Por sua vez, dirá o arminiano, mais acertada e coerentemente: “Aquele que é salvo em Cristo não fez nada para ser salvo, pois sua salvação foi totalmente propiciada por Deus; ele apenas recebeu, passivamente, confiantemente e de mãos vazias, aquilo que de graça foi feito por Deus em seu favor, algo que ele não podia fazer por si mesmo. E ele só pôde receber a salvação porque Deus, pela sua graça, ativou seu livre-arbítrio para as coisas espirituais, sua capacidade de responder positivamente ao chamado divino para ser salvo, a qual havia sido comprometida após a Queda. Tudo vem de Deus”.

Ou seja, a diferença entre semipelagianos e arminianos consiste apenas no que diz respeito ao entendimento sobre o nível de corrupção herdada pelo homem após a Queda e, consequentemente, sobre a indispensabilidade ou não de uma ação preveniente da graça para a cooperação do ser humano com a graça. Para os semipelagianos, essa corrupção é parcial: o livre-arbítrio para as coisas de Deus foi minimamente preservado por Ele, de maneira que o homem pode responder ao chamado divino, cooperando com a graça. Já para os arminianos, essa corrupção é total: o livre-arbítrio para as coisas de Deus foi totalmente comprometido após a Queda do homem, de maneira que o homem só pode responder ao chamado divino porque Deus, em um ato precedente de sua graça, restaura o seu livre-arbítrio para as coisas espirituais. Só assim é que o ser humano pode cooperar com a graça – e, mesmo assim, no momento da conversão, essa cooperação se dá mais passivamente do que ativamente.

Não por acaso, o termo “sinergismo” foi aplicado pela primeira vez para designar tanto a posição semipelagiana como a arminiana exatamente pelos opositores dessas duas posições. Ele foi cunhado por luteranos monergistas radicais do final do século 16 para designar pejorativamente os luteranos filipistas, fiéis seguidores do luterano de linha arminiana Felipe Melanchthon, 1 contra os quais os luteranos monergistas radicais se opunham veementemente.
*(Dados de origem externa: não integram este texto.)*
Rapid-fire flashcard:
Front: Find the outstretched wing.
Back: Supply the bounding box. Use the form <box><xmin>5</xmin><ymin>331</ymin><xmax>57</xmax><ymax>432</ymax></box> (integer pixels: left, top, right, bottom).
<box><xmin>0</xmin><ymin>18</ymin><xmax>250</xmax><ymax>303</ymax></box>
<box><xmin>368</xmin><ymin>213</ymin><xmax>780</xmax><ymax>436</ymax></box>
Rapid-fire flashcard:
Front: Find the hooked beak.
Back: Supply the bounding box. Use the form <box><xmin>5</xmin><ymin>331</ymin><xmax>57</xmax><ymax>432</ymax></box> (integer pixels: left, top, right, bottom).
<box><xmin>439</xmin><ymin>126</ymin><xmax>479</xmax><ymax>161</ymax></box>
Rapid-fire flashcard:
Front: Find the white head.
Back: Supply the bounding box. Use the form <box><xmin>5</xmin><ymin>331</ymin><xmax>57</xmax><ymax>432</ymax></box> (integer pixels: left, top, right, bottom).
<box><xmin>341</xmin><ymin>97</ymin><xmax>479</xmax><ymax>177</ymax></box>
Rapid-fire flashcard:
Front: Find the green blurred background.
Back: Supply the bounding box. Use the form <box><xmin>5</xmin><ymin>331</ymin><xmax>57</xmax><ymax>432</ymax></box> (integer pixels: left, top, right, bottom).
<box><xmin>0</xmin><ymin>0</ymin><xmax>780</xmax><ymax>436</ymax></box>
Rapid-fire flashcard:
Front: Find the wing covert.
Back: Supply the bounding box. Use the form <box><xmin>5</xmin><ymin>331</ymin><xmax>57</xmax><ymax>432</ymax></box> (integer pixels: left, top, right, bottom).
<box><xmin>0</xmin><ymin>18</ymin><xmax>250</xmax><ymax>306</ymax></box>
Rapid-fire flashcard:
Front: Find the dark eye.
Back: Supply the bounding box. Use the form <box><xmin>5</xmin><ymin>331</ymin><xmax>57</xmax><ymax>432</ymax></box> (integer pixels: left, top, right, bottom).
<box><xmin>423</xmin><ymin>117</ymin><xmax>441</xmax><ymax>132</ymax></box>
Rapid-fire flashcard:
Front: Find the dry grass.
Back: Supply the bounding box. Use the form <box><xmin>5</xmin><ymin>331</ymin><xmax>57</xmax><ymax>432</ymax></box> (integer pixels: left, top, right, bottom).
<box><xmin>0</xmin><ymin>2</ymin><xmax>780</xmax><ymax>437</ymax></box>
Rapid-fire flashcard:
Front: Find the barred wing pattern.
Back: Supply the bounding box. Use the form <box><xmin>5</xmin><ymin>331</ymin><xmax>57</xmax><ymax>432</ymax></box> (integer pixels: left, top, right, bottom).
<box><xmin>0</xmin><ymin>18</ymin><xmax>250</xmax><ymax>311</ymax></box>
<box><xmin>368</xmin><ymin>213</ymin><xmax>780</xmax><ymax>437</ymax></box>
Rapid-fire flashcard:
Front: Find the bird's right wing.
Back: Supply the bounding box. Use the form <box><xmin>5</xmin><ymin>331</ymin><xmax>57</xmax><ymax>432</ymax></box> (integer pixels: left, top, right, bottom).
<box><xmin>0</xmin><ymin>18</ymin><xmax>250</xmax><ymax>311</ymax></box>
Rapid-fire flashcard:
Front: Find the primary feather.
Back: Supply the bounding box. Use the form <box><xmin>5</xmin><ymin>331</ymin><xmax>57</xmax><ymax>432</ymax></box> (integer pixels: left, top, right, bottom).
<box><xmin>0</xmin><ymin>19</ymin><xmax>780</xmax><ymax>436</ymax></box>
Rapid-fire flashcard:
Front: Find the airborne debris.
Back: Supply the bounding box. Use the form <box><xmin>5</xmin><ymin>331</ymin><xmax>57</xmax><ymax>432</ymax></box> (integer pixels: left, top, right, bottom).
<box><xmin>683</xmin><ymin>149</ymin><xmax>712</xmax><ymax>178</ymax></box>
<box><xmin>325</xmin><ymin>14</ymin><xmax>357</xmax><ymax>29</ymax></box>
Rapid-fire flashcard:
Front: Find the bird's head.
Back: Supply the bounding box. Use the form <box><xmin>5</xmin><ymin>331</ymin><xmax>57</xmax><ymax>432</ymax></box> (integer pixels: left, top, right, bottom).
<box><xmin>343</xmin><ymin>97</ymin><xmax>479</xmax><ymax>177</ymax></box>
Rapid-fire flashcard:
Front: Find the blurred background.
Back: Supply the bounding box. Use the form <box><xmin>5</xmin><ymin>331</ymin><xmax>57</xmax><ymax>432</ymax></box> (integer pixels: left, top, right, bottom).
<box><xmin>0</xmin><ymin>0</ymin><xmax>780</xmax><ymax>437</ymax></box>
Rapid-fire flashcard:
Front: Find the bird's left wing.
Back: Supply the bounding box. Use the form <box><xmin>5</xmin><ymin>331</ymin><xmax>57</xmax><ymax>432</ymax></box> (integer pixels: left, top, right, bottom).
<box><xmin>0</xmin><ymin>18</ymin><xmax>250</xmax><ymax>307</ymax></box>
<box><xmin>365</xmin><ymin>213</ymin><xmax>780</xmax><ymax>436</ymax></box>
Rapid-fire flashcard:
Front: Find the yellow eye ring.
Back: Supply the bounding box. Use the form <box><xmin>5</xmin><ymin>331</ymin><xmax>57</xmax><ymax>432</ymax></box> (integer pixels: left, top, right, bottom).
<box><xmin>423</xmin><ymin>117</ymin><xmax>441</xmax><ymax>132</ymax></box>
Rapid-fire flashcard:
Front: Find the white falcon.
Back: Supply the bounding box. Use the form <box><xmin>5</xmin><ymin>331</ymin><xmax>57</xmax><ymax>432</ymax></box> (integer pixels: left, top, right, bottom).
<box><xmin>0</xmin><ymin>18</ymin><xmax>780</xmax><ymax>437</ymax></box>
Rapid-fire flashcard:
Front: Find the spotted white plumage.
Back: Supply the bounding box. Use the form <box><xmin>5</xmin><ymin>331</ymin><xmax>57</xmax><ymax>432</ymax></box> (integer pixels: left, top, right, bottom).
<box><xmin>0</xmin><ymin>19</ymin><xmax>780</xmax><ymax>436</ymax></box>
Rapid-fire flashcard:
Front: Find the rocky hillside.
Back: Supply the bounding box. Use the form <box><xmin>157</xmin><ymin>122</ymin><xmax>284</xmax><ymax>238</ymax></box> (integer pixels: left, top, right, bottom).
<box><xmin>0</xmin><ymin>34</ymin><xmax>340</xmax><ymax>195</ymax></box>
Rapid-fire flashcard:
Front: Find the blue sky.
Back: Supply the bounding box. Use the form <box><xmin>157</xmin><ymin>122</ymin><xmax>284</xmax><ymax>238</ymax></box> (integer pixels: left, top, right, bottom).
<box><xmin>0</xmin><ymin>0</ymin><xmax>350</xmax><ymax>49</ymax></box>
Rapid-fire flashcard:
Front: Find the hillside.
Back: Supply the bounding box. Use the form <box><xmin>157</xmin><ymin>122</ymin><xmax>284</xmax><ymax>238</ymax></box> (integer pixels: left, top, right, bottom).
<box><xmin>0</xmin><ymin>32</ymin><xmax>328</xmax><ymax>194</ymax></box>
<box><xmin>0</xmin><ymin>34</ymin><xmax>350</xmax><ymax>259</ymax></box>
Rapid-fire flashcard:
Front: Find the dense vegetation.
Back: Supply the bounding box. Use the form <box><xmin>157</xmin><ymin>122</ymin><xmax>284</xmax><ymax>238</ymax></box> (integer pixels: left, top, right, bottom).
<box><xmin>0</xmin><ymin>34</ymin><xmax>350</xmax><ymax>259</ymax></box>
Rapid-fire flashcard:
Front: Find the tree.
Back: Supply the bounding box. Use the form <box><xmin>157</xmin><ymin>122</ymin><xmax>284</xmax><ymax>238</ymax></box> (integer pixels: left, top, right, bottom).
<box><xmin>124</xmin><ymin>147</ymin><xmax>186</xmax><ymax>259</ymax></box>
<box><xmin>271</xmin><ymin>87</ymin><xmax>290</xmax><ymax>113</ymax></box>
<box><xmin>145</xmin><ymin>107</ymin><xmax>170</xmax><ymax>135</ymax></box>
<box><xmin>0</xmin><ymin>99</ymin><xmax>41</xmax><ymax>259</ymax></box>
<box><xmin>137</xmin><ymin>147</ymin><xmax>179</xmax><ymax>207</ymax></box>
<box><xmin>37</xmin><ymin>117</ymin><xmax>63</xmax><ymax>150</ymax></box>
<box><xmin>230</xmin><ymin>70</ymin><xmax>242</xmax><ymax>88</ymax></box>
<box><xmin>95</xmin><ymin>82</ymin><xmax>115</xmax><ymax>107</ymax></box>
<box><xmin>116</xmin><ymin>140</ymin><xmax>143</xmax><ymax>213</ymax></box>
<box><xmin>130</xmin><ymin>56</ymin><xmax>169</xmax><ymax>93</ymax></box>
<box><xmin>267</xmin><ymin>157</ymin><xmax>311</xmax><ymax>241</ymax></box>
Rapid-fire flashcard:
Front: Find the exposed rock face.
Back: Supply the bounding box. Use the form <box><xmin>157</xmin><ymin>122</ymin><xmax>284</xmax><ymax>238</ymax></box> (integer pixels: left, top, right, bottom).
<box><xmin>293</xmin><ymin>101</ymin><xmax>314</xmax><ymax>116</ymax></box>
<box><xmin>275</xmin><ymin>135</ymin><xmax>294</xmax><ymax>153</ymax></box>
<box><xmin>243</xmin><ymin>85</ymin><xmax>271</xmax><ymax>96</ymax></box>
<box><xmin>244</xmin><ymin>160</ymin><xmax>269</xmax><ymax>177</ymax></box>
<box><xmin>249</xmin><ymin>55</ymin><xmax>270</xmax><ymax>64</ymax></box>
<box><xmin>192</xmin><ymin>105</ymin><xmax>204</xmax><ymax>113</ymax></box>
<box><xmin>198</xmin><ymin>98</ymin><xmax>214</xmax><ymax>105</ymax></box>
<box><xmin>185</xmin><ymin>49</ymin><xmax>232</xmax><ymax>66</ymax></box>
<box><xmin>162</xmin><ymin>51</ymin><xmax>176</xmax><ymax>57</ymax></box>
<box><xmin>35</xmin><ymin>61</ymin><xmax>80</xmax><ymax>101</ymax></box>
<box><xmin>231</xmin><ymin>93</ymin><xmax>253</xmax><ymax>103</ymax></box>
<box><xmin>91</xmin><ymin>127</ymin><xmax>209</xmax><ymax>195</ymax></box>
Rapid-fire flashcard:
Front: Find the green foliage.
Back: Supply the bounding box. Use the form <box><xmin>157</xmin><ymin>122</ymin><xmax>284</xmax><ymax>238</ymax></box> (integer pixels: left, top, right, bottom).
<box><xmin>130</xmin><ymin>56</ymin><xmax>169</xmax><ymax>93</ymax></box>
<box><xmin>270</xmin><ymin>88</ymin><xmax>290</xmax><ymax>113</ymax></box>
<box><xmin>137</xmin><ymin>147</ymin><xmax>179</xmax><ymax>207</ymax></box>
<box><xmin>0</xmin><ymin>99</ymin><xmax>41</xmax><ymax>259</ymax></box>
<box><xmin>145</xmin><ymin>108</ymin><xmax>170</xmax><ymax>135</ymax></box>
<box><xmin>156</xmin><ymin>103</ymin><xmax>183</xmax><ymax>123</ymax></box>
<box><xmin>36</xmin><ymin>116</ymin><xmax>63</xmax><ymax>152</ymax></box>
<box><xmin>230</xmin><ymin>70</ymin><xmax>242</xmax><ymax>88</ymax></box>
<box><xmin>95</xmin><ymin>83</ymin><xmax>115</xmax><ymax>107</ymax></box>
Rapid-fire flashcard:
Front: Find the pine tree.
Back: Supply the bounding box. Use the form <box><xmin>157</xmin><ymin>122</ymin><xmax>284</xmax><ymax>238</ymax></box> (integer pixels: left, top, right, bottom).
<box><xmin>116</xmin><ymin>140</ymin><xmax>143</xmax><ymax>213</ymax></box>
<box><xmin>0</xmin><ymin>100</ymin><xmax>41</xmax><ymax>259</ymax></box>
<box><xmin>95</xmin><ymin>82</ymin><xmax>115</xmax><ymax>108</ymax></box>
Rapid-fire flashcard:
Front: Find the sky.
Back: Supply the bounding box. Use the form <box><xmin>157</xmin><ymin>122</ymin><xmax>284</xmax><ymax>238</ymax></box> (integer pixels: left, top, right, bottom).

Foi um termo cunhado por opositores, em meio ao calor de um debate e com o propósito claro de exagerar a posição adversária para desacreditá-la. Para piorar, o termo “semipelagianismo” – igualmente impróprio, além de fortemente pejorativo – foi utilizado nesse mesmo período pelos mesmos indivíduos para designar, juntamente com o termo “sinergismo”, tanto a posição dos monges cassianistas opositores de Agostinho (sobre os quais falaremos no próximo capítulo e que não poderiam ser classificados de semipelagianos de forma alguma – aliás, nem mesmo o bispo de Hipona os via dessa forma) 2 como a posição não-cassianista dos luteranos arminianos, seguidores de Melanchton. Lembrando que o termo “semipelagianismo” fora cunhado pelo calvinista rígido Teodoro Beza em 1556 para se referir à doutrina católica romana esposada em seus dias. Inicialmente, Beza nem pensou em aplicá-lo aos seguidores da posição de Melanchthon. Foi com os luteranos monergistas radicais que começou essa aplicação. Eles começaram a usar injustamente esse termo para se referir à mecânica da Salvação melanchthoniana, o que depois cairia no gosto calvinista.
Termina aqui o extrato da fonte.